October 11, 2011
By Greg Toppo
CHICAGO - On the ground floor of the city's main library, an odd experiment is taking place, one that could determine what your neighborhood library looks like in 10 years.
It goes like this: Take a very large room and fill it with the latest digital media - laptop computers, music keyboards, recording equipment, video cameras and gaming consoles. Invite teenagers. Apply a little pressure, pushing them both to consume and produce media. Watch what happens.
Once a storage room at the Harold Washington Library Center, the high-ceiling, 5,500-square-foot space, dubbed "YOUmedia - a Digital Library Space for Teens," has become a magnet for young people citywide, so popular and influential that the library plans to replicate it citywide.
The original space, sitting in the shadow of the downtown Loop, sees a steady stream of visiting librarians, educators and scholars.
"When people see it they're completely gobsmacked," says Mary Dempsey, library commissioner.
Funded in part by the Chicago-based John D. and Catherine T. MacArthur Foundation, the project sprang from research on how digital media affect kids' literacy. Simply put, it's changing the requirements.
"We are in one of these rare moments in time where what it means to be literate today, what it meant for us, is going to be different from what it means to be literate for our kids," says DePaul University's Nichole Pinkard, who first envisioned the space. Just as schools have always pushed teens to read critically and pick apart authors' arguments, she says, educators must now teach kids how to consume media critically and, ideally, to produce it.
"It's really a shift from thinking of a library as a repository to a community center, a place where things actually happen," says Taylor Bayless, 27, a librarian and one of the center's mentors.
YOUmedia owes much of its basic ideology to Mizuko Ito, a cultural anthropologist at the University of California-Irvine who in 2006 studied how teens use "new media." After three years, her team concluded that most kids shift between three stages of consumption and creation, informally dubbed "hanging out," "messing around" and "geeking out."
In the first stage, teens are mostly text-messaging or instant-messaging friends and haunting sites such as Facebook - what the researchers call a "lightweight means" of maintaining friendships. "Messing around" begins when teens take an interest in media itself: composing music, editing photos or shooting video, driven more by interests than a desire to be with friends.
"Geeking out" involves using new media in an "intense, autonomous and interest-driven way" that often leaves friends in the dust as teens seek out experts for help.
YOUmedia is laid out to accommodate all three stages. Drew Davidson of Carnegie Mellon University notes that he and colleagues designed it with the "hanging out" space by the front door. But even kids who stay put there absorb what's happening in the other two.

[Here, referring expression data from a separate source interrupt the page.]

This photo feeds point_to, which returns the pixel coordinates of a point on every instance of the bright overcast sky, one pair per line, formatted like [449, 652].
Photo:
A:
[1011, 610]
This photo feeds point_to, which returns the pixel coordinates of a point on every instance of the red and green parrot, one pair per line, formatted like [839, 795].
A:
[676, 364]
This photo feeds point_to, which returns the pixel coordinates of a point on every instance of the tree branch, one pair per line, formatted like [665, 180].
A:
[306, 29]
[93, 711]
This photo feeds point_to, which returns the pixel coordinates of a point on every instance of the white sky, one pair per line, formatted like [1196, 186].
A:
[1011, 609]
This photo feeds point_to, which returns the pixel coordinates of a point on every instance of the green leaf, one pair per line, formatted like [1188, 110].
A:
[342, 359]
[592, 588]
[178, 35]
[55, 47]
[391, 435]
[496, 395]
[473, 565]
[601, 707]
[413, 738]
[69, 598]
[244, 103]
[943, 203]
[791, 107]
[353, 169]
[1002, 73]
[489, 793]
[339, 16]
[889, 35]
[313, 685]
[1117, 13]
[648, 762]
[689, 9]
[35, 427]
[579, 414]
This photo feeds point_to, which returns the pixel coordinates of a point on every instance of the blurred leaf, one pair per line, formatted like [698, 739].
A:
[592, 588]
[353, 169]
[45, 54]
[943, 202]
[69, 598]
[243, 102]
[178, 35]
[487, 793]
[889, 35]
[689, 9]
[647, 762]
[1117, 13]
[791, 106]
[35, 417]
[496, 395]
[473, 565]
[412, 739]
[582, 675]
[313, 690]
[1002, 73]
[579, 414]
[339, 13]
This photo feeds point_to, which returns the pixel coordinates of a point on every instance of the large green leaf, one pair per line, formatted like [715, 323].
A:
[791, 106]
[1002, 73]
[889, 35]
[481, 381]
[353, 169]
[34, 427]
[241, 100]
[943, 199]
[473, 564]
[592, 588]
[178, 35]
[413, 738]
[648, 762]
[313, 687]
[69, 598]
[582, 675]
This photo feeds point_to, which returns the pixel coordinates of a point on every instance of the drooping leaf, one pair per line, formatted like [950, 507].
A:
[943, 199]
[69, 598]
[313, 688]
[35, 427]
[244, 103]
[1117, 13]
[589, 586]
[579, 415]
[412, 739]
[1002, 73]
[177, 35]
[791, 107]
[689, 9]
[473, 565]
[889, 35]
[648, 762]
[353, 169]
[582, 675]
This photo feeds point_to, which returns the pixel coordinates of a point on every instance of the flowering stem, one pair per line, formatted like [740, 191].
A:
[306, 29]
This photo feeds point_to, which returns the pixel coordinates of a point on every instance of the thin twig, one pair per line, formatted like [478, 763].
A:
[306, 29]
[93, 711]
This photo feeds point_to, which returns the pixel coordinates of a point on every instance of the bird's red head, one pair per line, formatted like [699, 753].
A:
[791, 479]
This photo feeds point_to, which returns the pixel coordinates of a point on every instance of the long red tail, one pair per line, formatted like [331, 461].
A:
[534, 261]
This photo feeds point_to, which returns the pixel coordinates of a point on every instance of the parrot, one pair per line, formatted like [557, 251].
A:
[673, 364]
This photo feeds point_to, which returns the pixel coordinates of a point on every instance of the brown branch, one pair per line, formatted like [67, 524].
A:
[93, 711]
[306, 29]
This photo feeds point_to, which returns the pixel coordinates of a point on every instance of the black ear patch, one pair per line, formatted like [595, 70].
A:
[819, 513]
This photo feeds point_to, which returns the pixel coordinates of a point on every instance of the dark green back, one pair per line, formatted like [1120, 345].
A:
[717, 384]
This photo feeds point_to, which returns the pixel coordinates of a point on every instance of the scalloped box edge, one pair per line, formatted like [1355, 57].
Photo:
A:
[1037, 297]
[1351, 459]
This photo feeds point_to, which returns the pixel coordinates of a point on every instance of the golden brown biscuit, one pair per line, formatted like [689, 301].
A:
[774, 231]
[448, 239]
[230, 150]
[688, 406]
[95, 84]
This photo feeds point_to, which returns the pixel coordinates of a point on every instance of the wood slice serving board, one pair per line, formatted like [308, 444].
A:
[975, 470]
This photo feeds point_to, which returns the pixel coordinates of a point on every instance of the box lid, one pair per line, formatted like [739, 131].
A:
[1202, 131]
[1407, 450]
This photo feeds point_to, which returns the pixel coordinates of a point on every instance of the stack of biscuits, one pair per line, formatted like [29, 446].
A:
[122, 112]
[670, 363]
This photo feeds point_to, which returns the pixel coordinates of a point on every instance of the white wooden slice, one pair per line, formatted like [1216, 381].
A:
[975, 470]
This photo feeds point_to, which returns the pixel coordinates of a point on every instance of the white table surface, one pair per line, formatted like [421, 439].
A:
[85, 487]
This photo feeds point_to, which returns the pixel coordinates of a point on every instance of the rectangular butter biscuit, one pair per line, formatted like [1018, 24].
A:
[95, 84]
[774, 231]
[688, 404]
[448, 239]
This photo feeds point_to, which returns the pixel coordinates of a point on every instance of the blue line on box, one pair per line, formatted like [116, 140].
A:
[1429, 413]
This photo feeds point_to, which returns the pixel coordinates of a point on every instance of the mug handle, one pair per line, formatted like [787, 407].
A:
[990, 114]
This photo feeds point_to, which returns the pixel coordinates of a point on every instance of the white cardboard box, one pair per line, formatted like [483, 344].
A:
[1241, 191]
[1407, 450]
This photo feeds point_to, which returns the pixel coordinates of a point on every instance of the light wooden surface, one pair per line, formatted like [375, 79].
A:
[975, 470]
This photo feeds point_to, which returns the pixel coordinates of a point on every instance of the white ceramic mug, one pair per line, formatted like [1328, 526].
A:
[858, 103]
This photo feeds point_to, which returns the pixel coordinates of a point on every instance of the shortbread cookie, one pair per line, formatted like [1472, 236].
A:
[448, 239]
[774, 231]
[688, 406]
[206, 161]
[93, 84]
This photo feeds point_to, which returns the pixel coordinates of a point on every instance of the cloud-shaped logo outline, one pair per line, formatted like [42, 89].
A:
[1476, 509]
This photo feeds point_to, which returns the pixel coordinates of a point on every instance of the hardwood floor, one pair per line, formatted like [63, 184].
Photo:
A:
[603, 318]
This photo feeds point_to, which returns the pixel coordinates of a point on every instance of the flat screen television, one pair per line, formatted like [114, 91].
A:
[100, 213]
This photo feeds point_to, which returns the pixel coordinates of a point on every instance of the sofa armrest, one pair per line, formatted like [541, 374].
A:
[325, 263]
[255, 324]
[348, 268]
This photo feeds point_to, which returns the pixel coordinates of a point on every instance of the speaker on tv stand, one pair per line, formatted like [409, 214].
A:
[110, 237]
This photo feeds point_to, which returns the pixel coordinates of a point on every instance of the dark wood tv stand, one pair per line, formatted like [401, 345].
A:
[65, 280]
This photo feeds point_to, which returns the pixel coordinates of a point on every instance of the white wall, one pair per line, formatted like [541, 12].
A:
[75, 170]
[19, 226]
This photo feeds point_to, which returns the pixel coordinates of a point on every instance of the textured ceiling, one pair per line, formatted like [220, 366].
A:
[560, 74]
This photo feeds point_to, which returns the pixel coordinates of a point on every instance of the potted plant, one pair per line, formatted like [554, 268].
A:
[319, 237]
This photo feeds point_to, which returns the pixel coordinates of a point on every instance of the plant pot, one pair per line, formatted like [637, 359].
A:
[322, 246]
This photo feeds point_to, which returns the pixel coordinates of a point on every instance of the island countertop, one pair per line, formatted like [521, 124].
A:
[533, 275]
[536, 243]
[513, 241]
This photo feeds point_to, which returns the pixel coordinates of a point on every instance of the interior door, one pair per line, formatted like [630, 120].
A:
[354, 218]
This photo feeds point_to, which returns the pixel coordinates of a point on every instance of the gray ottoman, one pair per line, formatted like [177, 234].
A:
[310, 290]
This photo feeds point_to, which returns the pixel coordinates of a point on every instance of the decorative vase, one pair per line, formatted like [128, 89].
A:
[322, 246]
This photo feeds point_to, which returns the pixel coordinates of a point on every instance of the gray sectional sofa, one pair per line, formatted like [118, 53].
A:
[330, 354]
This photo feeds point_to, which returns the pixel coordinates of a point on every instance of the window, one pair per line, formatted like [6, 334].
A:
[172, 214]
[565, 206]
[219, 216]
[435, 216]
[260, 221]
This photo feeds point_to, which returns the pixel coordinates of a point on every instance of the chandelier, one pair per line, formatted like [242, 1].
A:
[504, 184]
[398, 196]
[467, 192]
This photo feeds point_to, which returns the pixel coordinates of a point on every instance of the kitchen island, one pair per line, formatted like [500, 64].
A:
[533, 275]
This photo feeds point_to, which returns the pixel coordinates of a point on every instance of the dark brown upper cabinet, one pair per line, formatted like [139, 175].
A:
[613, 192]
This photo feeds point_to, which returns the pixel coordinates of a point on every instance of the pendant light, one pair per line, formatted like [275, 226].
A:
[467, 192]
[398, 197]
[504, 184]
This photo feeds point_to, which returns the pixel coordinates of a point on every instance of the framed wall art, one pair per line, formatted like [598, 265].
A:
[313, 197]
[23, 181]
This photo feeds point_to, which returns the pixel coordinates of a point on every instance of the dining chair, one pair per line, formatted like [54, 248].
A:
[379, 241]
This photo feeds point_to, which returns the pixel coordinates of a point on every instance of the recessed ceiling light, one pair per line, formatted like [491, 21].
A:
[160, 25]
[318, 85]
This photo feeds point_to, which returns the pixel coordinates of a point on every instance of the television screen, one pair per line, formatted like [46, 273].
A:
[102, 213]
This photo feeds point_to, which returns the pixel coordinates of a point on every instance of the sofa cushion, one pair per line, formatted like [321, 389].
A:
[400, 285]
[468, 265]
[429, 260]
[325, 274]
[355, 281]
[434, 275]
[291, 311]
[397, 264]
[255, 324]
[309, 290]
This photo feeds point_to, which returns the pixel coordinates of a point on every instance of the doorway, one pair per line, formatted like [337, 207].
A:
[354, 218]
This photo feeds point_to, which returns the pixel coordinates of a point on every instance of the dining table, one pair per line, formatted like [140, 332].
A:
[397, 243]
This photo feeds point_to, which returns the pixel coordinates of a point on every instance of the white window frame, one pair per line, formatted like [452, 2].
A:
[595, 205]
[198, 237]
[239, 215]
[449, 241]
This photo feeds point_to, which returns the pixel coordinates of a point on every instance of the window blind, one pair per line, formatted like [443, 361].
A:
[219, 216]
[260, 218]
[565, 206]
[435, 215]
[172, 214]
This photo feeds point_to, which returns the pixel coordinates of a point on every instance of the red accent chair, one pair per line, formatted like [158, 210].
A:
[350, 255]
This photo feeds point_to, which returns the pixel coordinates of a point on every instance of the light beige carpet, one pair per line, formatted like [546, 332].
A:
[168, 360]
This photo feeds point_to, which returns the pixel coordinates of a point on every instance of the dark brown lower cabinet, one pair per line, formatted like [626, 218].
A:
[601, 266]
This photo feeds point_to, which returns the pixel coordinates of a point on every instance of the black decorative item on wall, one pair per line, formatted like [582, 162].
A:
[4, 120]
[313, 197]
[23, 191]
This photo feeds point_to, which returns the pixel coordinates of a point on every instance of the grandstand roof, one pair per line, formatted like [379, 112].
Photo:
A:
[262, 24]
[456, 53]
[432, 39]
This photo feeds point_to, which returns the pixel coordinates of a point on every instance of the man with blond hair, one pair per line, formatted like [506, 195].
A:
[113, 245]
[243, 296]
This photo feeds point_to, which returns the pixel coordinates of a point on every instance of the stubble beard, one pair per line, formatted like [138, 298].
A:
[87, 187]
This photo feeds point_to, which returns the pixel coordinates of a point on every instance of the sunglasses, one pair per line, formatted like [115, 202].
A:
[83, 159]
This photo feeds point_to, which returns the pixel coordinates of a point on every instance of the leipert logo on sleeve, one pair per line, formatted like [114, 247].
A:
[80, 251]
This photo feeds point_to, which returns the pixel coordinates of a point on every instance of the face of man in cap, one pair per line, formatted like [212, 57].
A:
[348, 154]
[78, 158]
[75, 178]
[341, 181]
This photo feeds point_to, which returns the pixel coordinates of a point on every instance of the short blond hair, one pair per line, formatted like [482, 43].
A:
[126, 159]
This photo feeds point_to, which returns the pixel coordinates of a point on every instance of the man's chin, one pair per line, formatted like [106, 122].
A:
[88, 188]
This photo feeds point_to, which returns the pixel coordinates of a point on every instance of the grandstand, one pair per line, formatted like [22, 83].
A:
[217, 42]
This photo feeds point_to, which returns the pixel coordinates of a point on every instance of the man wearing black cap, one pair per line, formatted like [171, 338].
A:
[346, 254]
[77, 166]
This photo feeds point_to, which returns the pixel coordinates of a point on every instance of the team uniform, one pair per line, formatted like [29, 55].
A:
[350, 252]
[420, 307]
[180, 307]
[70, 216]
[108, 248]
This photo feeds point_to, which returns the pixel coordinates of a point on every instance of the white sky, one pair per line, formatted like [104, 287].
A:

"If you're just 'hanging out,' your awareness of the possibilities of the things you could do just gets raised," he says.
On a recent afternoon, most patrons were comfortably "hanging out." Two girls in a beanbag chair shared a MacBook they had checked out at the front desk, tweaking their Facebook statuses; a dozen boys egged each other on as two button-mashers played the video game Infamous.
Nearby, Bayless sat with a group of boys, helping them plan a taping of their weekly podcast about video games. They were somewhere on the border of stages two and three, "messing around" but approaching geek stage. One of the three was trying to get Bayless to think about how the game Bioshock owed its philosophy to the novels of Ayn Rand. Clearly geeking out.
A few feet away, another boy repeatedly played a fragment of percussive digital music, shaving off microseconds as he struggled to fit it into a larger composition.
One thing you quickly notice: It's loud. Gone are the students studying quietly among the stacks. While bookshelves occupy a large central space, the sounds of music, video games and conversation are everywhere.
Poet and lead mentor Mike Hawkins says, "It's a constructive loud."
Raymond Abercrombie, 17, stumbled upon YOUmedia two years ago while looking for "some random book" for a college-prep class.
Ten minutes into his first visit, he met Hawkins, widely known as "Brother Mike" - the name comes from his days on the city's poetry scene - who introduced him to performance poetry. Soon Abercrombie was geeking out in what he calls "the nerd space," discussing poetry.
Then he was performing his own poetry and music. He now shows up seven days a week, and you'll find him most afternoons "either making music or discussing music."
Ito, the anthropologist, considers the project "amazing on a lot of levels."
Ito says the secret of YOUmedia's success is that it's based not on what adults think students should be doing, but on "what kids actually do and how they engage" with media and one another.